Intracellular IFN-γ staining following peptide stimulation
Cells from the BAL were pooled from 10 to 14 primed and infected mice of each group and absorbed onto plastic dishes to remove macrophages. The nonadherent cell populations were then cultured for 6 h in the presence or absence of 1 μg/ml of Sendai virus NP324–332 peptide or 10 μg/ml HN peptides in 250 μl of CTM containing 10 μg/ml brefeldin A (BFA). After culture, intracellular IFN-γ staining was performed, as described previously (27). Briefly, the responder cells were washed twice with PBS/BFA, blocked in mAb to FcRIII/II receptor, and stained with rat anti-mouse CD8+ or anti-CD4+ FITC conjugates (PharMingen). They were then washed in PBS/BFA, fixed in 1% formaldehyde, and permeated in PBS/0.5% Saponin (Sigma). The cells were stained with rat anti-mouse IFN-γ PE or rat IgG1 PE isotype control. FACS analysis was done as described above. The results are expressed as the percentage of CD4+ IFN-γ+ or CD8+ IFN-γ+ double-positive populations among total CD4+ or CD8+ cells after subtraction of background obtained with an irrelevant Sendai virus peptide, M149–164.
51Cr release assay
The cytotoxic activity of cells from the BAL of primed and infected mice was determined as described previously (28). Briefly, target cells (L-Kb and L-Db transfectants) were labeled with 51Cr (Na51CrO4; Amersham Life Science, Arlington Heights, IL) and then either pulsed with Sendai virus NP324–332 peptide or infected with Sendai virus. Unpulsed target cells were used as negative controls. Various numbers of BAL cells were incubated with 2 × 103 targets for 5 h. The percentage of specific 51Cr release was calculated by the formula: percent specific release = (experimental − spontaneous)/(maximal − spontaneous). Spontaneous release was typically <10% of the total release induced by 0.5% Triton X-100.

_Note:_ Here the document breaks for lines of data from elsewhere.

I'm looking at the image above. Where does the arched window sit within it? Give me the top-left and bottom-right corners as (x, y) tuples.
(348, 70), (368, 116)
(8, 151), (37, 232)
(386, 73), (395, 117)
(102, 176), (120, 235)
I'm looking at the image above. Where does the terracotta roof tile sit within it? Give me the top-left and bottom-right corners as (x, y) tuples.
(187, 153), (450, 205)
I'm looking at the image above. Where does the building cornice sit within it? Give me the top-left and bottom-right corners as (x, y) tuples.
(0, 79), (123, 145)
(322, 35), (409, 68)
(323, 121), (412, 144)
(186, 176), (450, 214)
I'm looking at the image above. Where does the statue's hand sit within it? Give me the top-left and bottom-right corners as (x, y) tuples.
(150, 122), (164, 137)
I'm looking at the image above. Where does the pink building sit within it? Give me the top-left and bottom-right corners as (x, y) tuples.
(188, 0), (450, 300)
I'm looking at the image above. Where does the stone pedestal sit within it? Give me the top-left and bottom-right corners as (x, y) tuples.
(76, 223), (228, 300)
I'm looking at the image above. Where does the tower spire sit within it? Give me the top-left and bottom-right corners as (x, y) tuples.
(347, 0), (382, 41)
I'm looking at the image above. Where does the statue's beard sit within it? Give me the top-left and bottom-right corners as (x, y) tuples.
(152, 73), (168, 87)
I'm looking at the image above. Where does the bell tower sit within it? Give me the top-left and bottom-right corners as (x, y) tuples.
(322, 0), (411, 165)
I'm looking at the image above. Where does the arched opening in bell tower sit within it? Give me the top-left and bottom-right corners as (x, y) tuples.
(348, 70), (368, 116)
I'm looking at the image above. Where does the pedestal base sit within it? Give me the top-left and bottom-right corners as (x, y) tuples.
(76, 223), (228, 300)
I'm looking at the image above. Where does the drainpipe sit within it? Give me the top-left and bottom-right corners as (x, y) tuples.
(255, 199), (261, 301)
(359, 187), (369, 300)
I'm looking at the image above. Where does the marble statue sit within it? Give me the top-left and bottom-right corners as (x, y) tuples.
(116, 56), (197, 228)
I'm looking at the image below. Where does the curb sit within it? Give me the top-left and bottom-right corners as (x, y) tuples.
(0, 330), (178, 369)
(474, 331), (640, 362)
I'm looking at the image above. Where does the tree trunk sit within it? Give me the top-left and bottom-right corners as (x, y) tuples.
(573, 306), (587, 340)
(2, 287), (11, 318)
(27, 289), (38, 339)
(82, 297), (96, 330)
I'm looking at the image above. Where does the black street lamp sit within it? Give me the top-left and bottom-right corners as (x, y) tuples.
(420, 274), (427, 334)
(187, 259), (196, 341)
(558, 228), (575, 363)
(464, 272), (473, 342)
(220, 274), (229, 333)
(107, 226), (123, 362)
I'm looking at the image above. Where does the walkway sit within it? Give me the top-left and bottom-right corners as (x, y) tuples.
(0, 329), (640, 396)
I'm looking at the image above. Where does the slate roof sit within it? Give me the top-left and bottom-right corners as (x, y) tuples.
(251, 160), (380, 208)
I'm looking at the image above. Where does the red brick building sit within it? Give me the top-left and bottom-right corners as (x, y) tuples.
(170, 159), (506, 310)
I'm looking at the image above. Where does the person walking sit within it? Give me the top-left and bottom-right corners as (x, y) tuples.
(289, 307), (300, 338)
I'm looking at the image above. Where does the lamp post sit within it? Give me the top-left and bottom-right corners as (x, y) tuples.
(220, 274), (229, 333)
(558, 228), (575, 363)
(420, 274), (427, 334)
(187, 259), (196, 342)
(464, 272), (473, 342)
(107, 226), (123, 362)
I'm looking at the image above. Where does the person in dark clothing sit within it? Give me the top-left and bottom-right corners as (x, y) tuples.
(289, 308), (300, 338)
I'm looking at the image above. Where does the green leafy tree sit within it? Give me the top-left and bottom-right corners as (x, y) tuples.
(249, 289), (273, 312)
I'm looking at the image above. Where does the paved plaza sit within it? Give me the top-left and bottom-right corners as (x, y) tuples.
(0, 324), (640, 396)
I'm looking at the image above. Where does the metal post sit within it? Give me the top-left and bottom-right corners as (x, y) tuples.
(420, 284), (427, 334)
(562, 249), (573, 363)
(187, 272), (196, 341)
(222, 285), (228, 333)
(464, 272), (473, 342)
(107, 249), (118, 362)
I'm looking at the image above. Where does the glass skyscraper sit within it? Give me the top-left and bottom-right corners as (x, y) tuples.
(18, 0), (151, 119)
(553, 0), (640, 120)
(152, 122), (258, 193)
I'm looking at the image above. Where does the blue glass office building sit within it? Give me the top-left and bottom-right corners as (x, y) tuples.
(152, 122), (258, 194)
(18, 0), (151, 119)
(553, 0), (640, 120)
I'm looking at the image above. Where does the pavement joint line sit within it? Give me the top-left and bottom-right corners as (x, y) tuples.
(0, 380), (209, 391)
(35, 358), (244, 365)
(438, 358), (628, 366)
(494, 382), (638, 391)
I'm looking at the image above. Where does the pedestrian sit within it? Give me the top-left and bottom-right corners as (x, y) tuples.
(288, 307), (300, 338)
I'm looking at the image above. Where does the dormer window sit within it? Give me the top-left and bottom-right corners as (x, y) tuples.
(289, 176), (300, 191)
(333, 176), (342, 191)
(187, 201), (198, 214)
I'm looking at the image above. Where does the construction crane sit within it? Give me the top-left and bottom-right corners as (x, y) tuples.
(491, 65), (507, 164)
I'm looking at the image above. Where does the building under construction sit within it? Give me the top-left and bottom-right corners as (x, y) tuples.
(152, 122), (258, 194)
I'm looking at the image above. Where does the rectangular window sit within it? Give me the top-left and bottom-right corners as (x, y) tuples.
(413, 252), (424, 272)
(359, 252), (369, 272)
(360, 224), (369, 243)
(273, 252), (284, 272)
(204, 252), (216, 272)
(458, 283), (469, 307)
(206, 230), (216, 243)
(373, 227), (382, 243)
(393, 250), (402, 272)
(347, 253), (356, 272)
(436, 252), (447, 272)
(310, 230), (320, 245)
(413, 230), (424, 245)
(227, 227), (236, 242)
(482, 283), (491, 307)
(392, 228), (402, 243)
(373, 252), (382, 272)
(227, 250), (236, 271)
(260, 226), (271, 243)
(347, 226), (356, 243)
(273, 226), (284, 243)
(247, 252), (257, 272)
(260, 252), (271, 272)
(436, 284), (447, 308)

Single cell ELISPOT assay for Sendai virus-specific Ab-forming cell (AFC)
The ELISPOT assay for virus-specific AFC was done as described previously (29, 30) using nitrocellulose Multiscreen HA filtration plates (Millipore, Bedford, MA) coated with purified Sendai virion Ags. Virus-specific AFC-producing IgM, IgG1, IgG2a, IgG2b, IgG3, and IgA were enumerated in single cell suspensions prepared from cervical lymph node (CLN) and MLN, and the results are expressed as mean ± SD.
In vivo priming with Sendai virus HN peptides
Previous studies have shown that the CD4+ T cell response to Sendai virus infection in C57BL/6 mice is directed against dominant (HN421–436/Ab) and subdominant (HN559–574/Ab) epitopes derived from the viral HN protein (22). The goal of the current study was to investigate the effect of priming CD4+ T cells specific for these epitopes on various aspects of the immune response to a subsequent virus infection. Thus, we primed C57BL/6 mice in the base of the tail with either HN421–436 or HN559–574 peptides in CFA and boosted them 7–10 days later with the same peptides in IFA. To confirm priming of the mice, splenic CD4+ T cells were restimulated in vitro with either the HN421–436 or HN559–574 peptides, or a Kb-restricted Sendai virus nucleoprotein peptide (NP324–332) as a negative control. As shown in Fig. 1, mice primed with the HN421–436 peptide proliferated strongly in response to the HN421–436 peptide in vitro, but not to HN559–574 and NP324–332 peptides. In contrast, CD4+ T cells from mice primed with the HN559–574 peptide proliferated exclusively to the HN559–574 peptide, and not the other peptides tested. CD4+ T cells taken from control mice that had been primed with PBS/CFA responded to none of the peptides tested. These results confirmed that vaccination with either the HN421–436 or HN559–575 peptides in CFA primed CD4+ T cells specific for the corresponding priming peptide.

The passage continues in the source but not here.